Ну а со стороны власти – это попытка угодить обывательскому эскапизму. Когда-то в середине девяностых ушлые телевизионщики придумали «Старые песни о главном», чтобы современные знаменитости изображали прежнюю эстраду как сказку – и, сами того не подозревая, подсадили наше государство на наркоманскую иглу псевдосоветского притворства, когда оказалось, что можно вовсе не строить в России национальное будущее (на фундаменте национального же прошлого, как то успешно и делалось в десятках соседних стран), а достаточно просто спекулировать памятью о «Песне-75», комедиях, парадах и салютах, жить воспоминаниями даже не о коммунизме – нет, он здесь никому не нужен, – но только о его поздней осени, когда пожилой СССР перед смертью обрёл какое-то подобие викторианской солидности.
И всё-таки у меня есть одна плохая новость для этой идиллии, где Сакко и Ванцетти, обнявшись, вечно поют про миллион алых роз, попутно нахваливая вкусное мороженое, газировку из автомата в одном на всех стакане и пионерлагерь с галстуками и кострами.
Однажды стюардессу, то есть, простите, рабкоров, красных партизан и Белу Куна с Землячкой – придётся закопать.
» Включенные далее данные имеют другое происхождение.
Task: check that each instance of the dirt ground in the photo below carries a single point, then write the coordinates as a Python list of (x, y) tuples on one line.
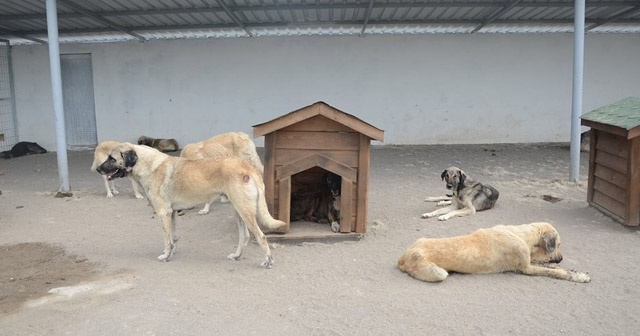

Невозможно бесконечно длить жизнь в обнимку с зомби.
И если Россия – это живая страна, если Россия – это общность, у которой имеются больше тысячи лет прошлого и, надеюсь, ещё и будущее, а не только эти несколько десятков мрачных советских лет, то Феликса Ильича пора отправить туда, где ему самое место.
В музей ошибок и преступлений.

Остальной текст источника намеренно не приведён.